A tener en cuenta los cantos de los aficionados pidiendo la vuelta de Rafa Benítez, que se harán realidad quizás junto a Higuaín, a no ser que Florentino Pérez tenga otros planes.

Se acabó el suplicio por este año. En los últimos partidos parece que ni siquiera querían humillar al club paseando el año próximo su escudo por Europa con tan pobre plantel. Creo que el Liverpool es el mejor ejemplo de la inflación que vive este mercado, donde las medianías, al cambio de la libra, se pagan como estrellas rutilantes, y ahí tienen a Lallana, Henderson o Lambert. ¿A quién se le ocurrió dar su última chance a Balotelli? De verdad, ese contrato va a ser un lastre hasta que finalice, le veo cedido al Derby County y similares en una de esas imágenes que nunca se irán de nuestra retina.
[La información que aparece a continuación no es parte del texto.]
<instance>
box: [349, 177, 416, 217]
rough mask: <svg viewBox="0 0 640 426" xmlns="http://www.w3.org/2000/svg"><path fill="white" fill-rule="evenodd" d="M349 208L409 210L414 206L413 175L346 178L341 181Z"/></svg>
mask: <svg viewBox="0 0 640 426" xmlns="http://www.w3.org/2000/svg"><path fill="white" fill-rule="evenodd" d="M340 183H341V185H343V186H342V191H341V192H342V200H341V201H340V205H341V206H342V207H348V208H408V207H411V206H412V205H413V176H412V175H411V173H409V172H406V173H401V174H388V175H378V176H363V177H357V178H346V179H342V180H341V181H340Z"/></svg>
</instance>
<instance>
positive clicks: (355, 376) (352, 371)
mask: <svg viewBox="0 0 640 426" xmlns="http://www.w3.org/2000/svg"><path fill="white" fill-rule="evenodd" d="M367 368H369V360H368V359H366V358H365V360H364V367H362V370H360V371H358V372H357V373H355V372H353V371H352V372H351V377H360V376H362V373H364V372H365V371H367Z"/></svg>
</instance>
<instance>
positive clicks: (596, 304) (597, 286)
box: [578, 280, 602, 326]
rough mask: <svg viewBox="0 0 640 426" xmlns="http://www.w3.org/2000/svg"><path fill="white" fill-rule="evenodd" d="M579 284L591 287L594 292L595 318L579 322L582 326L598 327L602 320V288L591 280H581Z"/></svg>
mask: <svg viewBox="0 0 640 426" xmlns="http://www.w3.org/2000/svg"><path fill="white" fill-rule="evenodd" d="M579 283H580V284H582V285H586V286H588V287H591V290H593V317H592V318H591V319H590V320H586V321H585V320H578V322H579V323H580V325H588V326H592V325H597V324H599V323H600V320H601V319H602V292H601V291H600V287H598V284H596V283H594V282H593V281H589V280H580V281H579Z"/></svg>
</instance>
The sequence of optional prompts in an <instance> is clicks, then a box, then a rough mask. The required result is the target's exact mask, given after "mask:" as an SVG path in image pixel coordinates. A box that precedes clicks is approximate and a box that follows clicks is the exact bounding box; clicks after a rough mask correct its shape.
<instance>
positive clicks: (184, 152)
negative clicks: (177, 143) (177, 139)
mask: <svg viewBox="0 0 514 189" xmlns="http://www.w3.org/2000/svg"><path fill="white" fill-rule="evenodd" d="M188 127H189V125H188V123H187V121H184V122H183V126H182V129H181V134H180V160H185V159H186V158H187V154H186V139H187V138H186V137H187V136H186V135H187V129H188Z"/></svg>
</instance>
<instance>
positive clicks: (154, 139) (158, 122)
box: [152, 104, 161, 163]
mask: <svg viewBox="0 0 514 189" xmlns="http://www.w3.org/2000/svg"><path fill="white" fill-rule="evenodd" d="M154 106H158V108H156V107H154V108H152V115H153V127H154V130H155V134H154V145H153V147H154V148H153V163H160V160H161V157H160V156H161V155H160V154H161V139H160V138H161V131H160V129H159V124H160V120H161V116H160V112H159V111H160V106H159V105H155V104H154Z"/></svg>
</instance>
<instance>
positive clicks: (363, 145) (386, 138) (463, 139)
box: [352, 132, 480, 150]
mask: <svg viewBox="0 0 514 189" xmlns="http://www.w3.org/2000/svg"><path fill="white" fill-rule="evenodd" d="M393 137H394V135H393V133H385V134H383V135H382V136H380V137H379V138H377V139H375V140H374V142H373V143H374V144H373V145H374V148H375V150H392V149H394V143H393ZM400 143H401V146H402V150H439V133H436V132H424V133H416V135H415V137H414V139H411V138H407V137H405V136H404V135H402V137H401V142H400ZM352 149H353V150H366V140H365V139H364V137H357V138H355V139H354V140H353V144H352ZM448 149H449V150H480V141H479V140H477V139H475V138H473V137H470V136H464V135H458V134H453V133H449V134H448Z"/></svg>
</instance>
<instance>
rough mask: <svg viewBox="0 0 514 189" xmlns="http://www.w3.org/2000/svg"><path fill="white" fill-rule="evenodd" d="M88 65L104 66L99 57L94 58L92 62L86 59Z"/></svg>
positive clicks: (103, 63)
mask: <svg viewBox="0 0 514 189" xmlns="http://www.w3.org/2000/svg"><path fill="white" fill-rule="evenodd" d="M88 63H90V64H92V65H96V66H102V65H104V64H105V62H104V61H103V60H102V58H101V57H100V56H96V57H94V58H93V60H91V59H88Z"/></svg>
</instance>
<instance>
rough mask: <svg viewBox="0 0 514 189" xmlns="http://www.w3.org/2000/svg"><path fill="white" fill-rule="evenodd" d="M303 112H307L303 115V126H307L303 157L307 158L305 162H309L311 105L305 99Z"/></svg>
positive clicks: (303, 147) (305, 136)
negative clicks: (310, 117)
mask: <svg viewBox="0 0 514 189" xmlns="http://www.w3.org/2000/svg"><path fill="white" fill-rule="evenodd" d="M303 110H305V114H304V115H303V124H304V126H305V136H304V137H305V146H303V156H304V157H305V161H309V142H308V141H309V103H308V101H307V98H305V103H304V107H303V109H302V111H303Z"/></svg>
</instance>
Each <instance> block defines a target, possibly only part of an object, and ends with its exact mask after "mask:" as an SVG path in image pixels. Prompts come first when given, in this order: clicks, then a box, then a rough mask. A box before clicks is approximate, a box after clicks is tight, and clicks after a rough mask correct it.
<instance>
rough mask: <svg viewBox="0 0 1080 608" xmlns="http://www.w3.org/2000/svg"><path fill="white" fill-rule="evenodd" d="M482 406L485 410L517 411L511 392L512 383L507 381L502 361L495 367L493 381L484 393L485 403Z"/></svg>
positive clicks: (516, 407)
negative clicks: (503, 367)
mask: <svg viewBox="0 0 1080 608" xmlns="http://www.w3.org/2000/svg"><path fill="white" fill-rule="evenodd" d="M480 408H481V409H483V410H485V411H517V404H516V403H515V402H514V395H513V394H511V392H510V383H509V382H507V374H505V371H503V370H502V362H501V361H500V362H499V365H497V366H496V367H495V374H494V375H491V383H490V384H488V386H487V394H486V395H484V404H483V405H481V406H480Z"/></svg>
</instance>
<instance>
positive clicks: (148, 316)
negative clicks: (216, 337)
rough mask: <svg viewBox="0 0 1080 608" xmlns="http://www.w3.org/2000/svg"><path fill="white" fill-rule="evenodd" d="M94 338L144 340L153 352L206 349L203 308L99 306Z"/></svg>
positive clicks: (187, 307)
Por otro lado, no hay que exonerar al mito innombrable de su parte alícuota en el fracaso y declive de la otrora más grande entidad del fútbol británico. Y yo soy su primer defensor, que si fuera necesario se le renovaría un año más, pero ese tanque vacío lleva en reserva al menos un lustro, el año pasado fue solo un espejismo pasajero con el que varios se emocionaron… pero que el Mundial se encargó de soterrar definitivamente.